Kenya: Justice pour le meurtre de Willie Kimani, un défenseur des droits humains, et de ses associés, Josephat Mwenda et Joseph Muiruri

Nairobi, 5 juillet, 2016

À l’attention de: Monsieur Uhuru Kenyatta, Président du Kenya

Re: Enquête et imputabilité concernant l’enlèvement et le meurtre de  Willie Kimani, Josephat Mwenda et Joseph Muiruri 

Nous soussignés, vous écrivons afin d’exprimer notre profonde précoccupation au sujet de l’enlèvement récent et du meurtre du défenseur des droits humains et avocat, Willie Kimani, de son client,  Josphat Mwenda, et de leur chauffeur, Joseph Muiruri. Nous demandons une enquête rapide et effective ainsi qu’une imputabilité pour ces crimes. 

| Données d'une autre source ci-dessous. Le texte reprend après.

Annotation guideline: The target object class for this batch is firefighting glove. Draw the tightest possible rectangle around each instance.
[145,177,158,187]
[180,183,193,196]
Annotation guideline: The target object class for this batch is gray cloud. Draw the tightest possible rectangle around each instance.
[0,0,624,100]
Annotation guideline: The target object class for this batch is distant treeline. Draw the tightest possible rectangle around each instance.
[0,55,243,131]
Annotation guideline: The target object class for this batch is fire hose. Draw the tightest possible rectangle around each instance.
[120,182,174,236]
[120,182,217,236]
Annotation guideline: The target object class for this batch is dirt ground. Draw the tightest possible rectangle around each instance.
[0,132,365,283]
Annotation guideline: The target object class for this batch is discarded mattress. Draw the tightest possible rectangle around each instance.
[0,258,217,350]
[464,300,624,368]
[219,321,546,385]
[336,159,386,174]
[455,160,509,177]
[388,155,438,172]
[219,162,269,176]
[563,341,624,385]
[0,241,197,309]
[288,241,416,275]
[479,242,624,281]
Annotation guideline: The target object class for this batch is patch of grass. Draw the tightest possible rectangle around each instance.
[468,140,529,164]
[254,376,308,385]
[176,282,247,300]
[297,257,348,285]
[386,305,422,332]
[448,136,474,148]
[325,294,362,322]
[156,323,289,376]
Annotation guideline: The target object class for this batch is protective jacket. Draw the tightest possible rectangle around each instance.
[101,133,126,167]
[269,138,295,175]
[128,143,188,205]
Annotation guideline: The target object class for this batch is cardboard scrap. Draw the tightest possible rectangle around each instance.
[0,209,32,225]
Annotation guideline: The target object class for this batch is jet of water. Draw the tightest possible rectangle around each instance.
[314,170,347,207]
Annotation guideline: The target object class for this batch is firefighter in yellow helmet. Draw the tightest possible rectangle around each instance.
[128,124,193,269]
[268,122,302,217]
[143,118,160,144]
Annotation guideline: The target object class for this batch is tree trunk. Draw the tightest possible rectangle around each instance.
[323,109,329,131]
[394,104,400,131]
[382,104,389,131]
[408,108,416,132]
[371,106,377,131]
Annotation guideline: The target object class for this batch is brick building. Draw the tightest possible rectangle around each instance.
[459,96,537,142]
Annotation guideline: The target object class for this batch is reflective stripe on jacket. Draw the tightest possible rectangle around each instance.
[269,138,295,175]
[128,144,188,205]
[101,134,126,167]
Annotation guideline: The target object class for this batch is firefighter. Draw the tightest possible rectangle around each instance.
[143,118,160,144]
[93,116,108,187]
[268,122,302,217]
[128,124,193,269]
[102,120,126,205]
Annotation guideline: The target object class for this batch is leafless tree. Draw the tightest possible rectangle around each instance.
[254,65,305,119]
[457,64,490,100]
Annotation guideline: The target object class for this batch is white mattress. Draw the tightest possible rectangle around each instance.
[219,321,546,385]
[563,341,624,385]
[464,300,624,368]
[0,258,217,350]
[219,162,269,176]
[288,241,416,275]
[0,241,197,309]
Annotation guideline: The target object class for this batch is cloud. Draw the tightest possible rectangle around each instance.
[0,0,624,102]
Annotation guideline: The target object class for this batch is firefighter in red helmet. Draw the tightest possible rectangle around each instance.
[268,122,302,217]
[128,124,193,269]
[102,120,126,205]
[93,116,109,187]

Willie Kimani, son client, Josephat Mwendwa, et leur chauffeur de taxi,  Joseph Muiruri, ont été portés disparus le jeudi 23 juin, suite à leur comparution devant la cour de justice de Mavoko. Kimani, qui travaillait en tant qu’avocat pour International Justice Mission (IJM), était au tribunal avec son client, Mwendwa. Mwendwa avait été confronté à des problèmes juridiques et à un harcèlement de la part des autorités depuis qu’il avait déposé plainte auprès de l’ Independent Police Oversight Authority (IPOA) concernant un incident qui avait eu lieu le 10 avril 2015 et au cours duquel il s’était fait tirer dessus par un officier de l’Administration de Police lors d’un contrôle routier. Les trois hommes auraient été  enlevés et détenus par l’Administration de Police. Le 30 juin 2016, leurs corps ont été découverts dans une rivière dans le comté de Machakos, présentant des signes de torture. Kimani avait consacré sa carrière à la défense des droits humains, à la protections des droits des victimes de torture, et à la transformation du système de justice criminelle. 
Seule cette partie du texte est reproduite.